Teddybear shook his head. "Gah, Doll, you talk a load of old fewmets sometimes. Their heads don't blow up — that's silly. They turn purple all over and die. And it's not just from eating — it happens even if they just put some stone in their mouth or even just jump over some branches. Mortals can die from doing just about anything here."
Theo, who had been reaching for a piece of bread, pulled back his hand. "What are you talking about? Is this a joke?"
One of the little people on the far side of the table stood up on the bench so his head was on the same level as Theo's. "They're giving you a bad time, Stepstool." He sounded like he'd just won the helium-breathing finals. "Mortals don't die from eating our food, they just can't go back to Mortalia again."
"Mortalia?" one of the others asked.
"Where mortals come from," the first little man explained smugly.
"What the hell does a brownie know?" demanded Teddybear. He sounded angry, but considering that he could have stuffed half a dozen of the little people into his mouth at one time, they didn't seem very alarmed. "You're all idiots. Our mum told us the story. All about this mortal boy named Percy Faun, and how he covered himself with grease so he could slip through the door to here from… from the mortal place. He ate some pommy granite and died."
"Mortals don't eat rocks, sodskull." Dolly rolled her eyes. "Do they, Pinkie? You don't eat rocks, do you?"
Theo's hands were now in his lap. Despite the cramping of his empty stomach, he didn't want to touch anything that might be food. His head blowing up might be a fitting end to a very difficult day, but although he doubted that would really happen, he didn't feel like taking any chances — especially with the possibility of not being able to go home. "No," he said. "No, we don't eat rocks."
"All right, it wasn't granite then," said Teddybear. "Miss Clever. But it was something like that. He ate it, then he tried to go home but he fell over some sticks and died."
"You said they turned purple," Dolly pointed out. "Mortals, I mean."
"Fell over some sticks, turned purple, then died."
Theo could only sit and listen to his stomach rumble while they argued over the top of him. The brownies seemed to think it was all very funny.
13
A CHANGE IN THE WEATHER
"Of course you can bloody well eat," Applecore informed him as she led him down the hall from the kitchen toward Tansy's lab. "What else are you going to do, ya thick, live on air?"
"But… but the ogres said…"
"Ogres!" She buzzed across the antechamber so briskly he almost had to run to keep up. "There's a reason Tansy didn't send one of them after you, you know. Even Dolly, and she's a bleedin' genius by ogre standards, couldn't find her arse with both hands and a treasure map. And our Teddy can't count to eleven without unbuttoning his trousers." She gave him a tiny shove toward the door into the lab.

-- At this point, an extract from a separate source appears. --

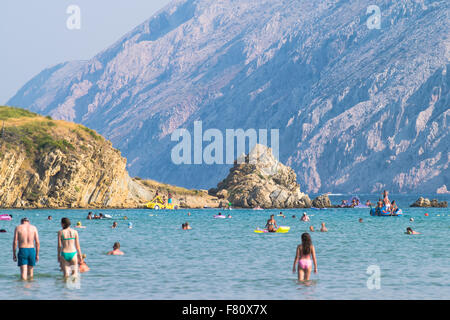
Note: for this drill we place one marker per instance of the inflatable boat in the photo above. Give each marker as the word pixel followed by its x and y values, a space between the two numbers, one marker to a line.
pixel 383 212
pixel 5 217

Inside his host stood waiting, arms crossed on his chest. "He hasn't eaten anything since he's been here, sir," Applecore announced, "because the ogres have been giving him some old shite about how it will keep him from getting home again."

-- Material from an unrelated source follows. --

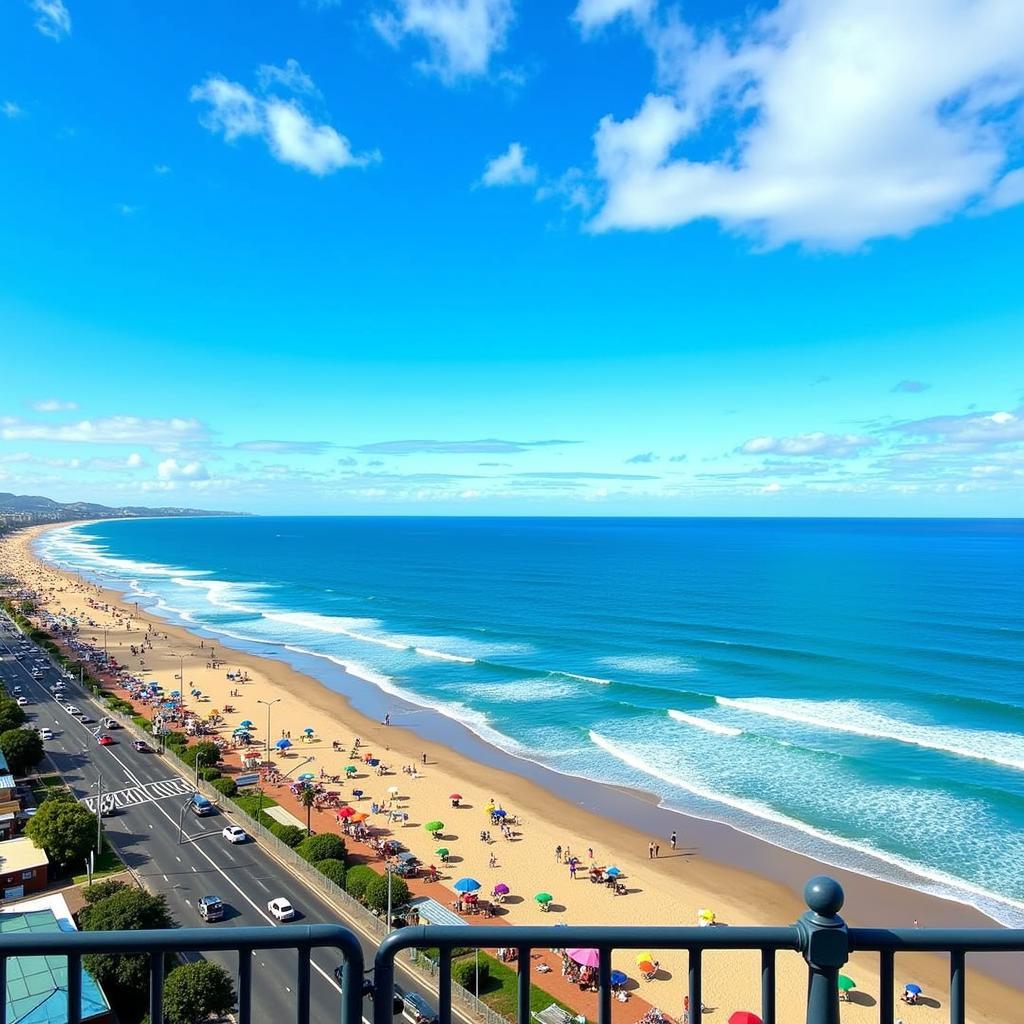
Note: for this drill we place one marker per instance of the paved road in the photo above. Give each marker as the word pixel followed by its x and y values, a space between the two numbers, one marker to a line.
pixel 148 796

"What?" Tansy appeared startled, as if he had been miles away. "Oh, he hasn't eaten?" He spoke to the air. "Fetch in some food for Master Vilmos."
"Certainly, Count Tansy," said the sweetly reasonable hob-voice.
"I'm very sorry," Tansy told Theo. "When you first arrived, I was quite… absorbed. I should have asked you if you had eaten. Terrible way to treat a guest. My apologies."
Theo could not help staring. A few hours earlier the fairy had looked at him like he was a bug. Now he was treating him like a real guest. What the hell was that about? "I… I just…" It took a moment to shake off his surprise. "Dolly and her brother, they told me that if I eat here, I can't go back. It's some old story, apparently."
Tansy nodded. "It's just that, I'm afraid — an old story. I have no doubt it has some basis in truth, mind you. I would guess that in the old days, when there was little to inhibit travel between your lands and ours, it was easier for a mortal to dally here and forget to cross back, so that by the time he returned the slippage would have meant a terrible dislocation on his return."